The one thing, veteran architect and conservationist Ramu Katakam longs to see in a building is a sense of harmony with the earth. Not surprisingly, he has now written an entire book to document Kerala's timber architecture which is one of the prime examples of the compatibility that man made structures can have with the land they stand on.
Glimpses of Architecture in Kerala (Temples and Palaces) published by Rupa and Co is a remarkable effort documenting the various aspects of Kerala's traditional architecture.
While Ramu delves deep in the architectural detailing, photographer Joginder Singh trains his camera on the communion between the buildings and the surrounding landscape. These are not random shots. Each photo sums up what the author and photographer have experienced within a structure and what they have learnt about it their research.

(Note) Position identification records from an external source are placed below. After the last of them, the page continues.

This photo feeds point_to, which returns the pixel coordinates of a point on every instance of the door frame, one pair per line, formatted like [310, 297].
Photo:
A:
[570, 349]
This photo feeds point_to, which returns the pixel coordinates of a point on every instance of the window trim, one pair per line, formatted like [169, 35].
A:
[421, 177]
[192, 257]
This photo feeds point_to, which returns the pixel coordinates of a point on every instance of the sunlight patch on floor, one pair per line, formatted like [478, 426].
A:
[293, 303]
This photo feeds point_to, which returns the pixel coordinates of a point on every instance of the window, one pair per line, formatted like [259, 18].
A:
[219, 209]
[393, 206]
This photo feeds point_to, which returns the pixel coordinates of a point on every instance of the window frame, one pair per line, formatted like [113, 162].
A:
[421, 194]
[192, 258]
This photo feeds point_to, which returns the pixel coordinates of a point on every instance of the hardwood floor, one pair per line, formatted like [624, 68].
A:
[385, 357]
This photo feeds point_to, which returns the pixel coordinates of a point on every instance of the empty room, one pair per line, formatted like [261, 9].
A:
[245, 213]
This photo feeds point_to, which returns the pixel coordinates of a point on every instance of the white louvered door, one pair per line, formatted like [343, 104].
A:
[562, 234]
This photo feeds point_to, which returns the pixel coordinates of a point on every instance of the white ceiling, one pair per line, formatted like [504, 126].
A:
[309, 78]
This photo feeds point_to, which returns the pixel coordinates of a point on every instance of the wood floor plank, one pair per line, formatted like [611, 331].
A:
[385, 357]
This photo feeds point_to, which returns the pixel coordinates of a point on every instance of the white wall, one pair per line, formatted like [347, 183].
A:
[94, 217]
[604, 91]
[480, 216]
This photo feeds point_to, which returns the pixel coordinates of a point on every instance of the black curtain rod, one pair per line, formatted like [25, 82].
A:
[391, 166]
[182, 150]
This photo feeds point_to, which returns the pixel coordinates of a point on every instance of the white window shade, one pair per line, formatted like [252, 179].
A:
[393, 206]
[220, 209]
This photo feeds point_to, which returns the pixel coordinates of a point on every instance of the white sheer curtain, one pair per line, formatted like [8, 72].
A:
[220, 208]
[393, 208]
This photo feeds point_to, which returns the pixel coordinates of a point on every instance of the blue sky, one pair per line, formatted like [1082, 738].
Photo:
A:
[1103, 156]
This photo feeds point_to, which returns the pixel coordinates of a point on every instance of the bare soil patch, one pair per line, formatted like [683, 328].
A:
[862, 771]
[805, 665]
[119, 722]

This is not a touristy, coffee table book. It has emerged out of the concern that Ramu has for vanishing vestiges of history. Through this book he has visited the past to make us understand just how deeply insightful master craftsmen and visionaries were in building structures that remain meaningful to their surroundings till date, in contrast with the buildings of today which are estranged from the past and the present in their hurry to look futuristic.
Every picture says something important. The yellow exterior of the Sri Subramanyaswami temple at Kochu Ollur has been shot in a tranquil moment and we see patches of sunlight nestling on the walls, a man curled up in sleep under a sheltering eave and the temple edifice letting in glimpses of the palms just beyond its walls. Just this one picture captures the complete harmony between man, architecture and nature.
According to Ramu, Kerala's architecture represents a perfect example of proportion, geometry and simplicity. The extensive use of timber in these structures happened he says, because of Kerala's natural reserve of forests. And slowly as time went by, the simple plan and shapes of early Kerala architecture "got refined in detail and scale."
Ramu also points out that "much before Corbusier in the modern era evolved a proportion for building based on the human scale, one sees (in Kerala) buildings being made in scale with the human body to create a form in balance with man."
The perfect symmetry of pagoda like sloping roofs next to silk cotton trees, the drama of towering deepams in expansive courtyards, uncluttered blue skies, a time worn laterite wall with a resident crow resting on its chipped dome, turmeric coated idols, cavernous ceilings with rich details, finely carved columns and rafters, quiet shrines and walls of dancing flames-the-book captures all this and more.
Ramu and Joginder make us realise how impoverished modern design idioms are with their ephemeral glamour and how important it is for architects to build in compliance with natural elements rather than their own ego.